人類の歴史の中で、キリスト、釈迦、孔子といった偉大な人類の師が人の人としての生き方を教え示した。また数多くの哲学者や思想家が出現し、人の人としての生き方を探求した。人が人として生きる道、その道を西郷は探求しようとしたのである。そのための最初の教科書は朱子の『近思録』であった。西郷とて最初から強い思いがあったわけではなく、立派な人になりたい、強い人になりたい、潔い人になりたいなど当時の薩摩武士としての憧れから始まった。

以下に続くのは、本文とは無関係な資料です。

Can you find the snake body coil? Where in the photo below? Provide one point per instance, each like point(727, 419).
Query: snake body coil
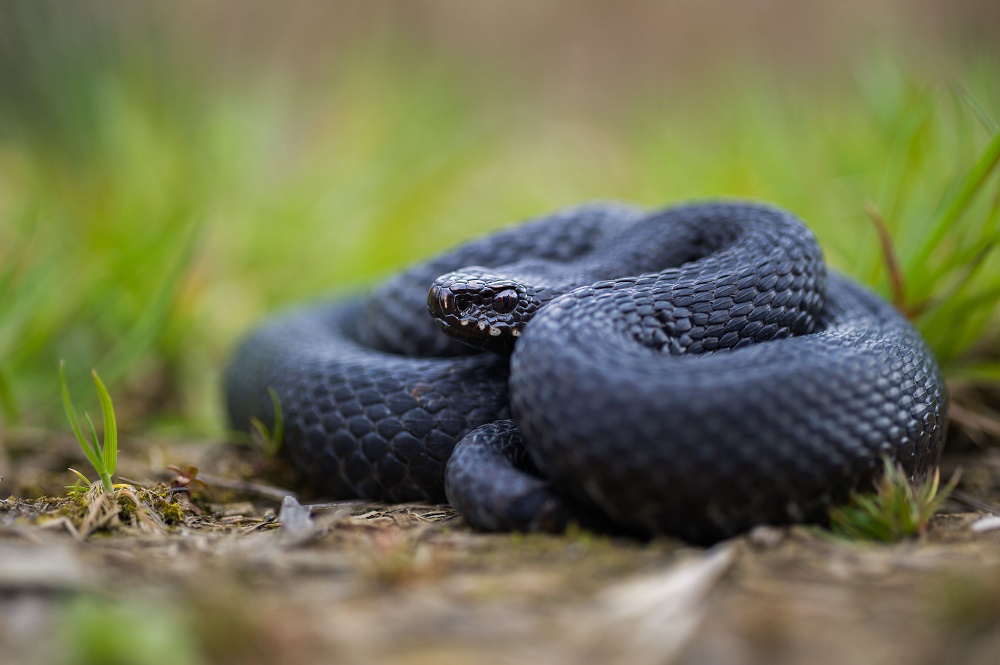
point(693, 371)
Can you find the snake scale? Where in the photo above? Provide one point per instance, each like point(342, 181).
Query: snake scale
point(693, 371)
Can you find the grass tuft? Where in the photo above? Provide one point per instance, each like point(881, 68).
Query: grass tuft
point(103, 456)
point(896, 510)
point(272, 439)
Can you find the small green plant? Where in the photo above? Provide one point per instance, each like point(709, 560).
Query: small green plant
point(896, 509)
point(103, 456)
point(272, 440)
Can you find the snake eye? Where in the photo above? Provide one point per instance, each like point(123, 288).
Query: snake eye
point(505, 301)
point(447, 301)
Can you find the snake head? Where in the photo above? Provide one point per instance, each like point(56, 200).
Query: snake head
point(483, 310)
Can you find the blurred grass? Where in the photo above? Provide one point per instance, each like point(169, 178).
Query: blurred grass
point(152, 207)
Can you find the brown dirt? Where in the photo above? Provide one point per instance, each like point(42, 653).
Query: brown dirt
point(370, 583)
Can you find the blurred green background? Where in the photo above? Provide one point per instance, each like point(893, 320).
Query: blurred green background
point(172, 172)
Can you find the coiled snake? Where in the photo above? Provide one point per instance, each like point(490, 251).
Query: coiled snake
point(692, 371)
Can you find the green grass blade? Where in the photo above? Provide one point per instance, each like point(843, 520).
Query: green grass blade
point(110, 450)
point(70, 411)
point(95, 442)
point(983, 168)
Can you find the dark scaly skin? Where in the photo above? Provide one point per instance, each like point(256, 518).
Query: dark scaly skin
point(693, 372)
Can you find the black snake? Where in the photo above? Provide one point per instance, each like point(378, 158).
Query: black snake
point(693, 371)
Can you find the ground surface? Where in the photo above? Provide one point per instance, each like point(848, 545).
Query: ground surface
point(357, 582)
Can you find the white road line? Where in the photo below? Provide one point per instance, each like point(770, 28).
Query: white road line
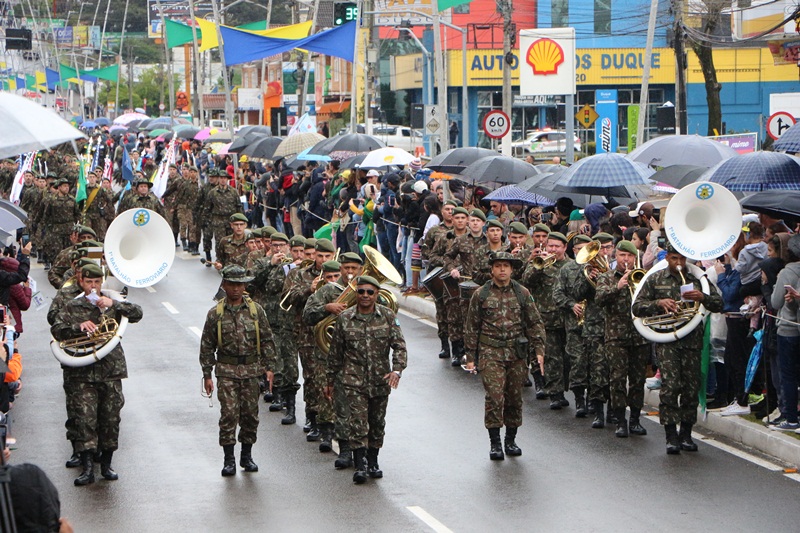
point(434, 524)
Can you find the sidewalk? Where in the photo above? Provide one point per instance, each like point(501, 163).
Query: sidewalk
point(784, 447)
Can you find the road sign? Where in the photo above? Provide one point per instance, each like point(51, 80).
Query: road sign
point(586, 116)
point(778, 123)
point(432, 120)
point(496, 124)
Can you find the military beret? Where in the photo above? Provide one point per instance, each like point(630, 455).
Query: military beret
point(504, 256)
point(518, 228)
point(324, 245)
point(331, 266)
point(541, 228)
point(477, 213)
point(603, 237)
point(278, 236)
point(92, 271)
point(494, 223)
point(350, 257)
point(627, 246)
point(368, 280)
point(236, 274)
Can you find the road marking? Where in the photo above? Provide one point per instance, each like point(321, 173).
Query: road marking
point(434, 524)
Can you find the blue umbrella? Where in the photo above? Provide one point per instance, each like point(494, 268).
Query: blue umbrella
point(601, 173)
point(789, 141)
point(510, 194)
point(756, 171)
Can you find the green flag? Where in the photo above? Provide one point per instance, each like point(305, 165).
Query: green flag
point(447, 4)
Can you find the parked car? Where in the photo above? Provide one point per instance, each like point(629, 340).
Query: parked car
point(544, 142)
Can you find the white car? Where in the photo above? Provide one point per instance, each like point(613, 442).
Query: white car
point(544, 142)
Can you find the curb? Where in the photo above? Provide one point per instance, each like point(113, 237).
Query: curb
point(773, 443)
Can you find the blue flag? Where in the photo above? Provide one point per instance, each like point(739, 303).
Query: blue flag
point(127, 168)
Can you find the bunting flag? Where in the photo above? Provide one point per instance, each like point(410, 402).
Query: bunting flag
point(242, 46)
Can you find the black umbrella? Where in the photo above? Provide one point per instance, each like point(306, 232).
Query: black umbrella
point(678, 176)
point(264, 149)
point(775, 203)
point(350, 142)
point(499, 169)
point(455, 160)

藩主重豪の時代、日付・秩父太郎は、領民が藩の経済政策の犠牲となり塗炭の苦しみの中にあることを藩主に直言した。そのため秩父太郎は職を失い生活は困窮したが、晴耕雨読を常とし清節剛毅さを失わなかったという。西郷は、秩父太郎の直言する勇気と見事なまでの身の処し方に感嘆し、愛読書が『近思録』であったということを知り、自ら提案して『近思録』の共同研究を大久保正助、吉井友美、伊地知正治、有村俊斎らと行ったのである。
青年時代の西郷は郡方書役として約十年間農政や民政の現場にいて、重税にあえぐ農民の姿を目の当たりにしていた。人一倍情愛が深く正義感の強い西郷は、農民の窮への道状を見てなんとかしてあげられないものかと思ったであろう。しかし、そう思う自分自身は税を取り立てる側の役人である。しかも自分を含め藩主以下藩は農民から取り立てた税で成り立っている。
現代でもそうであるが税は取るものであり、取った税は取った側のものであると思っている。納税者の苦労や痛みは理解しようとしない。ましてや江戸時代の徴税である。取り立ては苛酷さを極めたであろう。
西郷は、見て見ぬ振りができずに純粋で愛情が深く正義感が強いだけに、これらのことへの身の処し方に思い悩んだことであろう。自分の信じる正義とは何であろうか。
いかなる場合も変わらない人の道とは何であろうか。このとき出会ったのが『近思録』である。奄美大島・徳之島。沖永良部島に流されたとき携えたのも『近思録』であった。